La réalité (historique) est malheureusement, et probablement (nuances nécessaires), plus complexe. Hollywood a été fait par des artistes, des producteurs de studio (on flirte d’ailleurs assez souvent dans le film avec l’idée que « studio » = « grand studio »), des hommes, des femmes, des juifs, des Canadiens, des Européens, des techniciens, des gens de talent et des moins que rien impulsant tout à coup des idées novatrices… Ah oui, l’histoire, c’est compliqué, et il faut se méfier des affirmations toutes faites.

Le traitement des années 30 par exemple me semble (oui, je ne suis pas non plus historien) plutôt hasardeux. Alors qu’être actrice au temps du muet, c’est aussi être une star, et c’est déjà un peu une question de pouvoir (puisque dixit quelqu’un dans le documentaire, les réalisateurs n’étaient que des pions à l’époque — assertion qui vaut pour les réalisateurs mâles, mais pas pour Arzner par exemple ; elle, c’est la réalisatrice ambitieuse, qui en voulait plus que les autres, bref, qui faisait tout… comme les hommes quoi, et puisqu’elle était réalisatrice… avait du pouvoir), tout d’un coup, au temps du parlant, tout ça, c’est fini : les hommes, et à leur tête, ces affreux patrons de studio, auraient repris les « reines ».

J’ai une vision toute différente, mais je ne suis pas non plus historien.

À mon avis, aucune période, aucune industrie, aucun “médium” comme on dit dans le documentaire, que ce cinéma-là de l’époque n’aura fait plus, dans le monde, pour la cause féministe ou pour l’égalité des sexes. Les années 30 étaient dans la droite ligne des précédentes où déjà le rôle des femmes, d’abord à l’écran, avait participé à modifier les consciences, les usages, et globalement pour « l’émancipation des femmes ». Soft power qu’on dit. Pas d’arguments biaisés, pas de documentaires stupides où les hommes sont forcément des méchants et les femmes les gentilles persécutées, mais la puissance de la culture où la femme joue son rôle, et pas celui d’un simple faire-valoir. Cette culture qui a fait le plus dans l’histoire du féminisme, c’est peut-être bien ce cinéma des années 30 tout tourné vers des personnages, et par conséquent des actrices, féminins. Jusqu’au code Hays. Des personnages indépendants au caractère fort, auxquels les femmes du monde entier pouvaient s’identifier, chercher à ressembler, et pour les hommes spectateurs, ces vils machos, commencer à comprendre et accepter une autre vision qu’ils pouvaient se faire du rôle des femmes dans la société.

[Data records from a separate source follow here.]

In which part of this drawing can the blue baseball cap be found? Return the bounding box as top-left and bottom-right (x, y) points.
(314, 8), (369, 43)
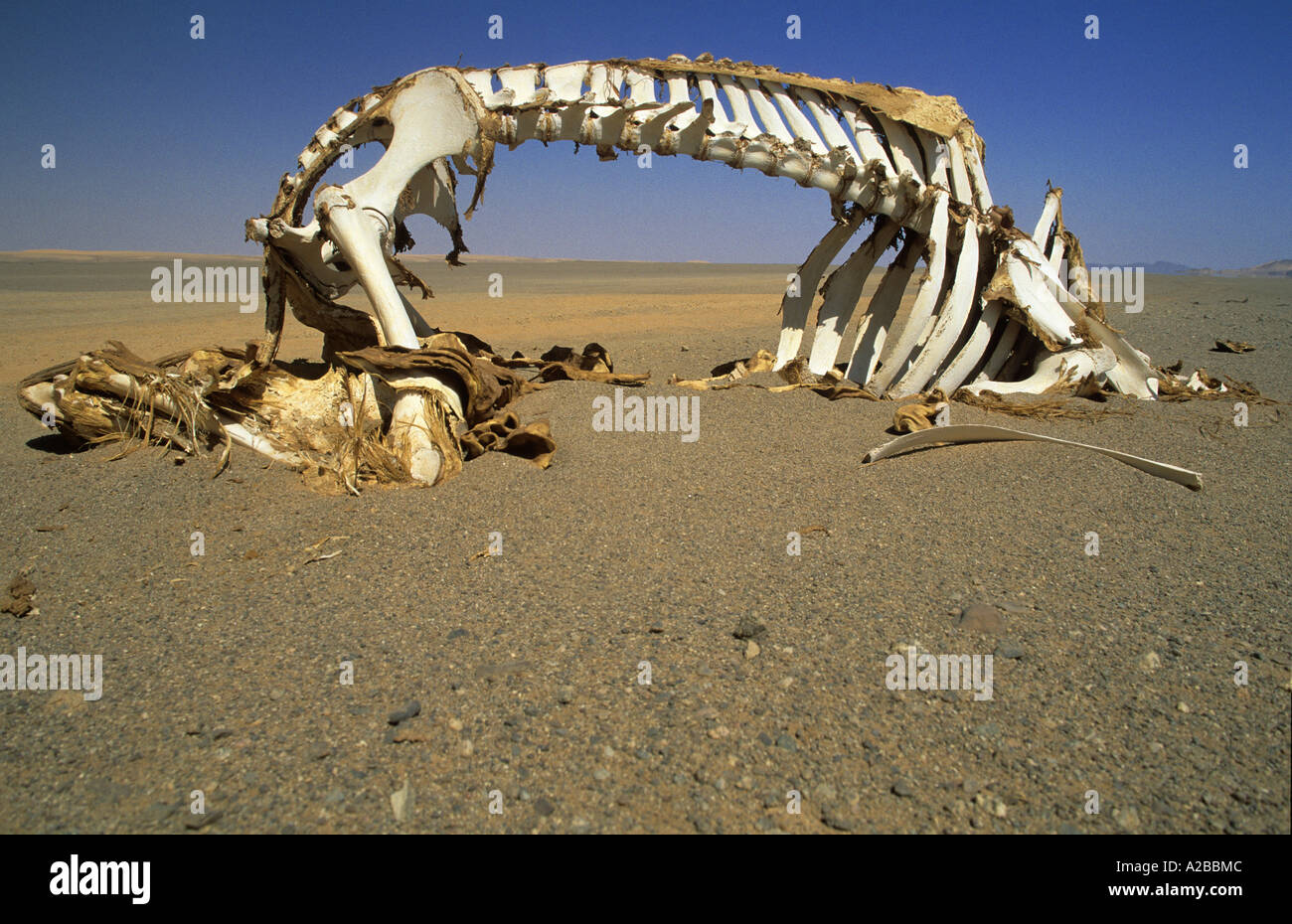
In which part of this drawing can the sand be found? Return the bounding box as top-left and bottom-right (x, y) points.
(0, 253), (1292, 834)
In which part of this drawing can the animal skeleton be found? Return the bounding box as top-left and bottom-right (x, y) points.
(17, 56), (1219, 491)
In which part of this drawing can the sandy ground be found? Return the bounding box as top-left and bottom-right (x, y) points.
(0, 254), (1292, 834)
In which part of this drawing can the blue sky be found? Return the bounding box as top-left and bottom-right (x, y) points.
(0, 0), (1292, 267)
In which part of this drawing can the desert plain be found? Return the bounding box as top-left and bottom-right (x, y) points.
(0, 252), (1292, 835)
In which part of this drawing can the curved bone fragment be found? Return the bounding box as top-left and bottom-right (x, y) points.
(862, 424), (1203, 491)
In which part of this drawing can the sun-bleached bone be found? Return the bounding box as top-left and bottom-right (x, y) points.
(772, 208), (873, 370)
(892, 219), (978, 394)
(867, 190), (950, 394)
(808, 219), (898, 375)
(844, 233), (924, 383)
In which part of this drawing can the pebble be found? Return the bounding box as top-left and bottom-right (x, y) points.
(956, 603), (1005, 633)
(387, 699), (421, 725)
(391, 777), (412, 824)
(821, 805), (857, 831)
(184, 809), (225, 831)
(996, 639), (1024, 658)
(732, 616), (767, 641)
(1115, 805), (1140, 831)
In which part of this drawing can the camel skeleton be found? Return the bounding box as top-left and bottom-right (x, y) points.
(21, 55), (1218, 490)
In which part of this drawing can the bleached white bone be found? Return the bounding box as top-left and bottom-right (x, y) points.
(808, 221), (898, 375)
(867, 189), (951, 394)
(844, 232), (924, 384)
(892, 219), (978, 394)
(772, 210), (866, 370)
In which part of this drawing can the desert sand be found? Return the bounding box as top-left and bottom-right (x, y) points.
(0, 252), (1292, 834)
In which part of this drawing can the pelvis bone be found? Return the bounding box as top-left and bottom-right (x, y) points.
(26, 56), (1229, 491)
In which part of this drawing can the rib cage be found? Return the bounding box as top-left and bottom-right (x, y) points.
(248, 56), (1159, 398)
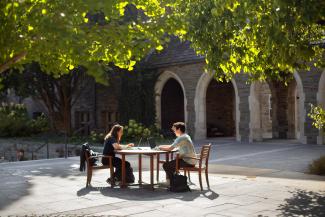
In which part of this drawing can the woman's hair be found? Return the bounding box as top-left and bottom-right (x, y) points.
(105, 124), (123, 142)
(173, 122), (185, 133)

Seulement, les femmes interrogées dans le documentaire semblent s’intéresser un peu moins à la culture (et par conséquent au soft power, le pouvoir qu’elle peut avoir sur les masses) et un peu trop au pouvoir à l’intérieur des studios. Who run Hollywood. Qui porte la culotte ? Autrement dit : qui gagne le plus de fric ? qui est à la tête de l’industrie ou dirige réellement les choses ? (Les réalisateurs du temps du muet, je le rappelle étaient donc censés obéir aux studios — exemple de belles idées exposées dans le film qui ne s’encombrent pas de nuances). Avec une telle logique, on en vient à regretter (enfin une ou deux intervenantes) qu’il n’y ait pas plus de films d’action tournés (réalisés, là, c’est plus des petites mains à l’ordre s’il s’agit de femmes qui ont réussi) par des femmes. C’est vrai quoi, pourquoi les femmes n’auraient-elles pas le droit aussi de faire des films de merde. Les femmes, si on y regarde bien, sont cantonnées aux films indépendants… Merde, les femmes, si elles font moins de films, font des bons films ? Si ça, ce n’est pas quand même le signe d’une terrible injustice.

Au moins, l’honneur est sauf, mesdames, soyez rassurée, ce n’est peut-être pas un film d’action, mais votre film est nul. Ce ne serait pas aussi décevant si le sujet n’était pas aussi important. Mais c’est peut-être justement le problème, de chercher à mêler politique et histoire. L’un cherche à dire ce que le public veut entendre, l’autre s’applique à présenter objectivement, autant que possible, des faits. Raté, on aura la bonne conscience d’avoir descendu les rapides sous les hourras ; pour l’efficacité, on repassera. C’est vrai au fond, le but c’est quoi ? Faire qu’il y ait moins de disparité entre les sexes, ou c’est de se plaindre et de raconter de jolies histoires avant de se coucher ?

Je pourrais pour ma part, et avec mes maigres connaissances, toujours liées à mes recherches sur le Hollywood rush, citer quelques noms, qui eux ont, je le pense, été beaucoup plus oubliés, et qui, il me semble (nuances, nuances), ont contribué fortement au développement d’Hollywood : Alla Nazimova et Anna Q. Nilsson. Dommage aussi, un peu plus tard, de ne pas avoir évoqué l’importance d’écrivaines comme Ayn Rand, Elinor Glyn ou de la critique Pauline Kael. Mais on a bien compris que pour les intervenantes, le pouvoir de l’argent, ou du poste au sein d’un grand studio, était bien plus significatif que tout autre chose de la place des femmes dans l’histoire d’Hollywood. Le film se termine sur une pirouette « ce qui est sexiste, c’est de penser que le caractère d’une femme ne peut pas être tenace » (citation approximative) ; eh bon on pourrait tout autant dire que penser que le seul pouvoir à Hollywood est détenu par celui, ou celle, qui a de l’argent ou qui a un poste dans une grande entreprise. C’est bien pourquoi Alice Guy est bien plus évoquée pour avoir créé son studio (et non pas à Hollywood mais dans le New Jersey) que pour la qualité ou l’importance historique de ses films. Elle est comparée à Méliès, mais la différence pour laquelle on retient plus volontiers Méliès, c’est qu’il avait du talent, pas parce qu’il a été le premier à créer un studio (si, si, il semblerait bien, à Montreuil, dans ce haut lieu du cinéma aujourd’hui oublié).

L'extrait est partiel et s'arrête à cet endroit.